Un nerf de famille, à vif
Train de banlieue gris. Temps d’hiver gris. Humeur grise elle aussi. J’ai plus de deux heures de trajet à me fader à attendre comme un con dans ce foutu froid pour trois malheureuses stations à cause d’une saloperie de correspondance, sans compter le trajet à patte sous cette putain de flotte. Tout ça pour passer les fêtes chez ma mère. Alors j’ai eu l’autorisation pour sortir de ce foyer où ma mère m’a collé. Vilaine resucée de merde des 400 coups. Et on me demande de fournir des efforts, de recréer du lien, et je n’en ai foutrement pas envie. Mais alors pas du tout. Mais ai-je seulement le choix ? Alors je m’y colle. En traînant mes groles pourries sur un bitume rincé de flotte. Et enfin, j’arrive à destination, en retard, forcément. Je sonne. J’entends ma mère, ma grand-mère et ma sœur. La porte s’ouvre et je me souviens de m’être fait engueuler à cause de mon retard. Ni bonjour, ni merde, juste engueulé. Je n’ai pas passé le seuil. Je n’ai pas posé mon sac. Rien. Je n’ai pas accepté de subir une déferlante, une énième, celle de trop. Alors j’ai penché la tête, juste un peu, mon regard est devenu pierre et je me suis barré. Sans un mot.

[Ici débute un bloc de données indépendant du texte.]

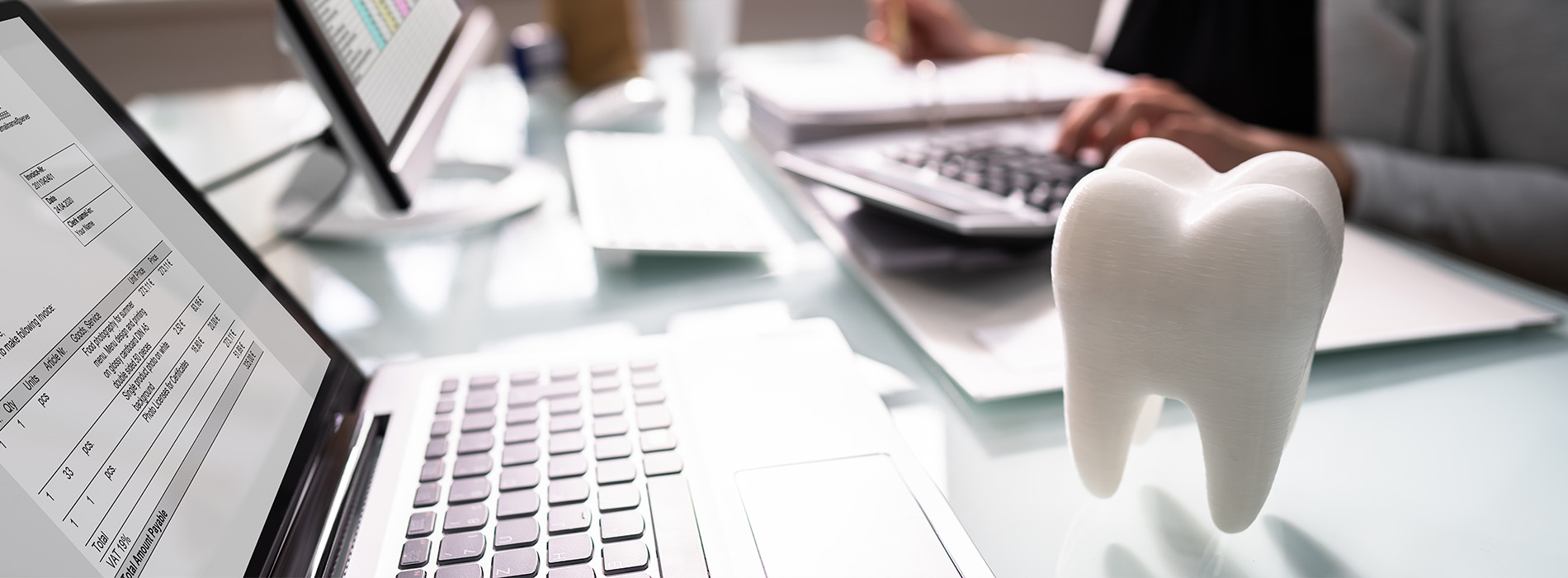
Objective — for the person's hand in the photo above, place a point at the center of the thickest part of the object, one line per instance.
(935, 31)
(1153, 107)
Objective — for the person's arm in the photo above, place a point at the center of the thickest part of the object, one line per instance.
(1504, 214)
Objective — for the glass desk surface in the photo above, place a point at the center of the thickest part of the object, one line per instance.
(1413, 461)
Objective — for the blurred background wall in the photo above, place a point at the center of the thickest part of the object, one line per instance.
(143, 46)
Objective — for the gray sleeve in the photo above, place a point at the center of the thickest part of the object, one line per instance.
(1509, 216)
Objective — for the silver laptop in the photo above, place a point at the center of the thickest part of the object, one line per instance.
(170, 409)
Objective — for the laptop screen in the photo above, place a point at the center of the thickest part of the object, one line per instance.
(154, 388)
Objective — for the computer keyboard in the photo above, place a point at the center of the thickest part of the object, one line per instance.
(665, 193)
(583, 461)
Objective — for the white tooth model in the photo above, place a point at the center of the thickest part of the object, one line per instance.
(1209, 288)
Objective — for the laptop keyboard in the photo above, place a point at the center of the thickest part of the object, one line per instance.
(555, 471)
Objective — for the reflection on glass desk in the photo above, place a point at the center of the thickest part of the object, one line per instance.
(1411, 461)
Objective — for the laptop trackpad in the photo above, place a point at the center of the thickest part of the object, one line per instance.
(848, 517)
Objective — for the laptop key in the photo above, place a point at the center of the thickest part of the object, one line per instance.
(521, 433)
(421, 524)
(477, 442)
(615, 471)
(517, 533)
(620, 527)
(569, 519)
(566, 443)
(479, 421)
(658, 440)
(660, 464)
(566, 423)
(517, 505)
(515, 564)
(625, 557)
(611, 448)
(468, 489)
(519, 452)
(466, 571)
(416, 553)
(466, 517)
(519, 478)
(480, 400)
(437, 448)
(568, 550)
(620, 498)
(427, 495)
(568, 490)
(470, 465)
(568, 465)
(522, 415)
(432, 471)
(461, 548)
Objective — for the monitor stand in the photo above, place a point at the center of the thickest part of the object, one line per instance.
(329, 201)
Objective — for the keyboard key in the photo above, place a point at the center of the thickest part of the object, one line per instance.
(427, 495)
(515, 505)
(611, 426)
(432, 471)
(416, 553)
(461, 547)
(522, 415)
(564, 404)
(479, 421)
(648, 396)
(660, 464)
(615, 471)
(515, 564)
(480, 400)
(566, 443)
(466, 571)
(658, 440)
(620, 498)
(564, 372)
(524, 376)
(522, 433)
(568, 465)
(625, 557)
(653, 417)
(470, 465)
(569, 519)
(620, 527)
(612, 448)
(468, 489)
(421, 524)
(674, 528)
(517, 533)
(568, 423)
(568, 548)
(437, 448)
(606, 384)
(519, 478)
(524, 396)
(465, 517)
(519, 452)
(607, 404)
(474, 443)
(568, 490)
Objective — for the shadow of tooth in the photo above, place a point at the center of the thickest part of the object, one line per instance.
(1122, 562)
(1305, 555)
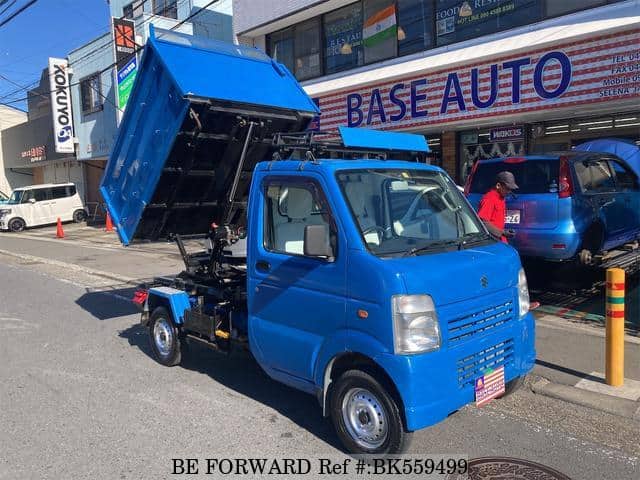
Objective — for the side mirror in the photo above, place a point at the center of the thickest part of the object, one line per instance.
(316, 241)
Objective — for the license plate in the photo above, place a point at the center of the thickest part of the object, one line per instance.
(489, 386)
(512, 216)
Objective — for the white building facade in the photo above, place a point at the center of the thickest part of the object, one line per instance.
(479, 78)
(8, 118)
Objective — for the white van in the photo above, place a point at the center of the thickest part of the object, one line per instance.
(41, 205)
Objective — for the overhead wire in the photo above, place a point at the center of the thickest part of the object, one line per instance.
(109, 67)
(17, 12)
(7, 7)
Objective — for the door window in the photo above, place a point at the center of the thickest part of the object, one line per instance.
(595, 176)
(625, 178)
(289, 208)
(39, 195)
(59, 192)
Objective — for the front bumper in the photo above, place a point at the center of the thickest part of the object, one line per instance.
(435, 384)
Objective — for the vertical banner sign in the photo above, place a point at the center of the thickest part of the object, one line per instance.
(61, 105)
(126, 61)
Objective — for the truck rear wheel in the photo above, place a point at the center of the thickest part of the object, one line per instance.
(164, 338)
(366, 418)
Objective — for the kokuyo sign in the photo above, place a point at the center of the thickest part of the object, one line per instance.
(605, 68)
(61, 105)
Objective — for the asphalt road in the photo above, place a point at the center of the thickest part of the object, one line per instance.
(81, 397)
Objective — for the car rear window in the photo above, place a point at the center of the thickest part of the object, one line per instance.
(532, 176)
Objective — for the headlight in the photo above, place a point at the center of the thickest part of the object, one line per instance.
(415, 324)
(523, 293)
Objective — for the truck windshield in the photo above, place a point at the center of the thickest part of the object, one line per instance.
(405, 212)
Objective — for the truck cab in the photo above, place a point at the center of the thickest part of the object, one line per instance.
(348, 268)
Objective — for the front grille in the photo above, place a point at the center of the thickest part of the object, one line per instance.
(473, 366)
(465, 327)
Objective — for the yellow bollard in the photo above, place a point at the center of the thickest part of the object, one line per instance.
(614, 366)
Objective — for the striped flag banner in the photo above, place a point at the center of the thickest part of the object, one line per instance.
(379, 26)
(489, 386)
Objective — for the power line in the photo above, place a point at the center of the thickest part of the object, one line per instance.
(8, 6)
(17, 12)
(109, 67)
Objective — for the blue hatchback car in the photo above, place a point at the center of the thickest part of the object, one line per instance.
(570, 206)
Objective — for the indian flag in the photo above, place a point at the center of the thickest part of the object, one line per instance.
(379, 26)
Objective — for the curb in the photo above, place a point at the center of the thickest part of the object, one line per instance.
(72, 266)
(621, 407)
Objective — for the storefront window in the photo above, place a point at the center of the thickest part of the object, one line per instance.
(280, 46)
(91, 95)
(343, 39)
(379, 30)
(415, 20)
(307, 47)
(434, 157)
(476, 145)
(555, 8)
(457, 21)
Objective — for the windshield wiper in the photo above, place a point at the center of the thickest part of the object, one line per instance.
(433, 246)
(473, 238)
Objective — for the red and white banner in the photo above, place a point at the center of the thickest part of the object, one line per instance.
(601, 69)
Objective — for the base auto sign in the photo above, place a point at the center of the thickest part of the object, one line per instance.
(605, 68)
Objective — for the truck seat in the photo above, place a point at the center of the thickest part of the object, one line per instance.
(357, 196)
(289, 236)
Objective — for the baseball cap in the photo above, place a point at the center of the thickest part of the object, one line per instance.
(507, 179)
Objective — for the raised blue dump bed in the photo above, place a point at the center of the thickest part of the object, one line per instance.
(182, 135)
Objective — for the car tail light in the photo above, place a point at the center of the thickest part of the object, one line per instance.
(467, 184)
(565, 184)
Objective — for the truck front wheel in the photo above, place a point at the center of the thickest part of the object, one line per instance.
(366, 418)
(164, 337)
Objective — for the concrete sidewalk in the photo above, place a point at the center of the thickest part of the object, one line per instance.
(100, 252)
(570, 353)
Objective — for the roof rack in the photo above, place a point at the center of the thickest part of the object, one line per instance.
(350, 144)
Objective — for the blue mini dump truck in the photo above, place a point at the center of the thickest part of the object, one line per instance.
(347, 267)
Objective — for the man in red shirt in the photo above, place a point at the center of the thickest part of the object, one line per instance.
(493, 207)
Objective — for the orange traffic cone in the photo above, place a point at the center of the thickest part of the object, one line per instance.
(109, 226)
(59, 230)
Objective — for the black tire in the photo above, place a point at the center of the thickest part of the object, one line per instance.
(512, 386)
(16, 225)
(164, 337)
(369, 401)
(79, 216)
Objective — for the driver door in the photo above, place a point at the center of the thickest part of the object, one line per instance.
(296, 302)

Pour me refader plus de deux heures de trajet dans des trains de banlieue gris, avec un temps gris, une humeur grise, foncée, presque noire, des quais de gare délavés à marcher dans le froid et sous cette flotte à la con avec mes chaussures percées. Et je suis rentré au foyer. Il n’y avait personne. Pas bouffé ce soir-là. Juste des clopes à fumer. Je n’ai plus revu ma mère jusqu’à son décès quinze ans plus tard. Et j’avais le même regard, penché et dur. Et c’est seulement la veille de son décès, qu’elle m’a demandé du bout des lèvres, si je pouvais m’en sortir malgré la vie qu’elle m’avait fait vivre. C’est bien de se rendre compte d’un léger problème, maman, mais c’est un poil trop tard, maman. Alors, ai-je le choix ? Je passe depuis mes dix-sept ans, presque toujours les fêtes de fin d’année, seul. Je ne comprends pas l’intérêt d’être en meute. Je ne comprends pas cette célébration de la famille, je, ça me dépasse. Quand j’ai trois ronds, je me fais un peu plaisir, sinon, ce sont des jours comme les autres. Point.